Sadly, with all of this crammed into only 122 pages, the pacing of the story is too fast. It literally jumps from once incident to the next - arriving at the lodge, Frank overhearing a conversation about someone getting hurt, flying up to the mountain, a terse meeting with Dr. Kroopnik, a fright involving a black bear, their teacher missing with a bloodstain left behind, then Dr. Kroopnik disappearing, then Frank and Joe getting chased by the "Mad Hermit" of Black Bear Mountain and so on, and so on. There is very little time at all to really get to know the characters. While we find out snippets of Randall and Jim Morgan's characters, we learn absolutely nothing about Mandy and Melissa (leaving them as pretty much the stock females in distress).

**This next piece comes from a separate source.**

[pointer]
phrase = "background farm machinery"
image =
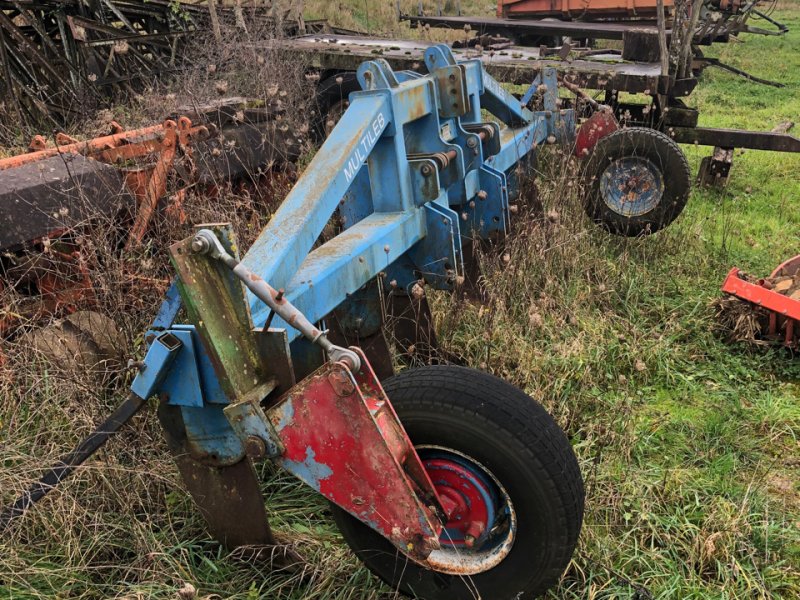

As for the mystery? It is anything but. Right from the get-go, it is pretty obvious who is doing what and who the hermit is. And that is really disappointing, as the last 11 books in this series have not been half-bad. Either I am simply too old to really enjoy these books any more, or the writing is becoming more sloppy as Simon & Schuster simply puts out anything under the Hardy Boys (and Nancy Drew) logos, figuring the name alone will sell it. There's no more care put into these stories, and that old S&S excuse that "children today just don't have the attention span for longer stories" doesn't cut it - I see way too many young adult books on the shelves that are 3 and 4 times as long as this, and they sell quite nicely.
I guess the Hardy Boys and Nancy Drew stories of years ago truly are gone. And it's a shame, as they are such a part of literary history at this point, you'd think S&S would care enough to want to continue that history and make their own mark on it.
RATING: 5 cans of tuna fish in oil out of 10 for at least providing an interesting plot, regardless of how lackluster the writing itself was.